- Born: Harold Saul Guskin May 25, 1941 New York City
- Died: May 10, 2018 (aged 76) Park Ridge, New Jersey
- Occupations: Actor, acting coach
- Partner: Sandra Jennings

= Harold Guskin =

American acting coach (1941–2018)

Harold Saul Guskin (May 25, 1941 – May 10, 2018) was an American actor and acting coach. He coached Glenn Close, James Gandolfini and Gabriel Macht.

He also coached BAFTA winning Robert Downey Jr at the beginning of RDJ's career.

==Early life==
He learned playing the trombone in high school but replaced it with theatre, then he started attending acting classes and did bachelor's degree in drama at Rutgers University, then earned a master's from Indiana University Bloomington.

==Career==
In 1970, Guskin began teaching at Illinois Wesleyan University in Bloomington, then moved to the New York University Tisch School of the Arts, where he was not happy with academic world.

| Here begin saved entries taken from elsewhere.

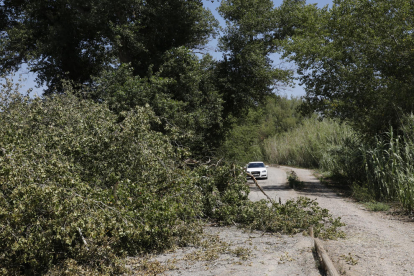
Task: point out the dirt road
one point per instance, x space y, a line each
376 244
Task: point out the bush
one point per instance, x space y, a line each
79 185
81 188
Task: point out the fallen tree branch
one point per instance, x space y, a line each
260 188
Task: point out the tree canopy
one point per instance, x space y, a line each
355 60
76 39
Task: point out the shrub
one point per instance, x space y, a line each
81 187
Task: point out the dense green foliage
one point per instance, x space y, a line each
355 60
75 39
246 75
82 187
245 140
182 93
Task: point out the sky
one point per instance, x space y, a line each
28 78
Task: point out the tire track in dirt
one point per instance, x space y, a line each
376 243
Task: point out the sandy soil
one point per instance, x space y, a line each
376 243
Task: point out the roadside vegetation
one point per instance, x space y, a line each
140 135
83 187
375 170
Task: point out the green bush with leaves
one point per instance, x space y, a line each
82 187
78 184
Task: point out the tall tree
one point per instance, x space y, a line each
75 39
356 60
246 74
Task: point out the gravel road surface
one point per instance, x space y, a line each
376 243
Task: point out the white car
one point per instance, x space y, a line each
257 169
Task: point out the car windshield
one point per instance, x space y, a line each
256 165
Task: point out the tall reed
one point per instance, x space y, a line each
390 166
307 145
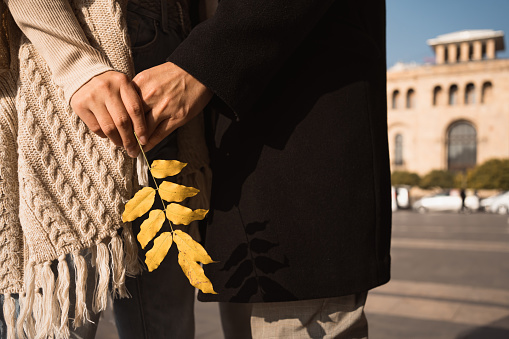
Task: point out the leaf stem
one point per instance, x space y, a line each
155 182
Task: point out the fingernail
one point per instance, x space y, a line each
132 153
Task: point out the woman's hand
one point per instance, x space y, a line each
171 97
111 107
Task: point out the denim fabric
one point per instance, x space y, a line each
88 330
162 303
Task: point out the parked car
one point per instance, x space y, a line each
394 204
486 202
403 196
500 204
446 201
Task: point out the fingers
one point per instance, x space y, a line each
161 131
107 124
134 106
111 107
122 125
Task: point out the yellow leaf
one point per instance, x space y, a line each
155 256
192 249
181 215
170 191
166 168
150 227
194 272
139 204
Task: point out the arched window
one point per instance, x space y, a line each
398 149
395 99
453 95
470 94
487 89
410 98
437 96
461 146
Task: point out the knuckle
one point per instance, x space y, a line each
123 122
136 109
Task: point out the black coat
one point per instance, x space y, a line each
301 188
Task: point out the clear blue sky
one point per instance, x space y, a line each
411 22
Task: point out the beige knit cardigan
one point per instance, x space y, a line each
62 188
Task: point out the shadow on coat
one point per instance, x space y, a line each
252 268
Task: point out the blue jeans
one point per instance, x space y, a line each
162 303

In the 1980 he joined the Public Theater for three years where he did workshops to introduce his acting techniques.

He published a book "How to Stop Acting" (2003) a book about acting techniques.

==Death==
On May 10, 2018, he died in Park Ridge, New Jersey. His wife reported the cause of death as a pulmonary embolism. He had contracted primary progressive aphasia, a rare form of dementia, over a decade before his death.